Carnaval termina sem óbitos por afogamento no Litoral do Paraná

 Carnaval termina sem óbitos por afogamento no Litoral do Paraná

O aumento dos visitantes e turistas nas praias do Paraná resultou na disparada dos números de atendimentos dos guarda-vidas neste Carnaval. Em relação ao ano passado, os salvamentos aumentaram 560% (de 15 para 99) e as ações preventivas, 297,70% (de 8.330 para 33.128). O número de crianças localizadas após se perderem dos responsáveis subiu 950% – de 8 para 84. As estatísticas consideram o período de cinco dias, entre o sábado (10) e a Quarta-Feira de Cinzas (14).

 

“Acreditamos que esse crescimento significativo de salvamentos tenha ocorrido pelo aumento do número de banhistas, em virtude das condições comparando as duas temporadas”, falou a capitã Débora Kolossoskei, responsável pela comunicação do Corpo de Bombeiros Militar do Paraná (CBMPR) no Litoral durante o Verão Maior Paraná.

 

O forte calor nesta temporada também é uma das explicações, mas não a única.

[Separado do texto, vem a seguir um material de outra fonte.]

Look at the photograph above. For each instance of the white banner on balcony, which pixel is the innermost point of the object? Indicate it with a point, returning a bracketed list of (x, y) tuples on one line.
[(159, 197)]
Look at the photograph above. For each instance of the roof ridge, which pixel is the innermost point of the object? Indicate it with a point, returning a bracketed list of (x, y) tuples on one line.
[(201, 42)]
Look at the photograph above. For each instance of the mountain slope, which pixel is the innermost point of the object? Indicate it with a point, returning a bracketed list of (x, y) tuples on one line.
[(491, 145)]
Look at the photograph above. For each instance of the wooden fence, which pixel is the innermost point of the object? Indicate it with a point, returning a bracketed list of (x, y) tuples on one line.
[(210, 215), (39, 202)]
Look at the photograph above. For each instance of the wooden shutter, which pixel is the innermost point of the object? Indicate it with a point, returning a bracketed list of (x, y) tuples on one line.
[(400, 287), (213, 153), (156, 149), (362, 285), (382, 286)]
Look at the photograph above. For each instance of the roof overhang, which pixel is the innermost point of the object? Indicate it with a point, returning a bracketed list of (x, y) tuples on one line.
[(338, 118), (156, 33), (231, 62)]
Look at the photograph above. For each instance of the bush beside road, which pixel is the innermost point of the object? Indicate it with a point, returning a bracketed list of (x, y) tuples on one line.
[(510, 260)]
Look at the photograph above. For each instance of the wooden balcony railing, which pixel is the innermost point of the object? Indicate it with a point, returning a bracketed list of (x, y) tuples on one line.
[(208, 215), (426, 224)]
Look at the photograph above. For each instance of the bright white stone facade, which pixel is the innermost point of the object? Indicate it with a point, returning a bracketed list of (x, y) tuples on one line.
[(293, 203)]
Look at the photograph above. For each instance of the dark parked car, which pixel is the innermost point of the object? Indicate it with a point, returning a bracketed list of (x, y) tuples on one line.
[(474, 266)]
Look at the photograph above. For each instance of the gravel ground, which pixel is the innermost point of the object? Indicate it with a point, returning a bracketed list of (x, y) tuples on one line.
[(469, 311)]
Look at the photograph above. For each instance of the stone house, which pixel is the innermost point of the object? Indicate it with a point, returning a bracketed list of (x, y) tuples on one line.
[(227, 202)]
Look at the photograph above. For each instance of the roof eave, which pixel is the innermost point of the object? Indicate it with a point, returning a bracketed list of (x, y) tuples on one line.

A melhoria na infraestrutura do Litoral e a realização de shows e trios elétricos também ajudaram a ampliar o movimento nas praias paranaenses.

 

Os salvamentos, que englobam tanto os resgates de pessoas com dificuldades dentro da água, quanto a retirada do mar de pessoas já em processo de afogamento, pularam de 15 para 99. A maior fatia é referente aos resgates, que foram 12 em 2023 e chegaram a 92 em 2024. Ou seja, 666% de ocorrências a mais.

 

Os afogamentos tiveram leve elevação, passando dos 3 casos no ano passado para 7 na temporada atual – a um acréscimo de 133%. Além dos números relativamente baixos de vítimas de afogamento, a boa notícia é a ausência de óbitos pelo segundo ano consecutivo no período.

 

“A maioria dos afogamentos mais graves foi em área de entreposto. Dois deles, porém, cujas vítimas tiveram afogamento com parada cardiorrespiratória, ocorreram em piscinas nas residências. As equipes dos postos de guarda-vidas mais próximos se deslocaram para fazer o atendimento dessas vítimas, além da ambulância, da força-tarefa, e do helicóptero Falcão do BPMOA”, explicou a capitã.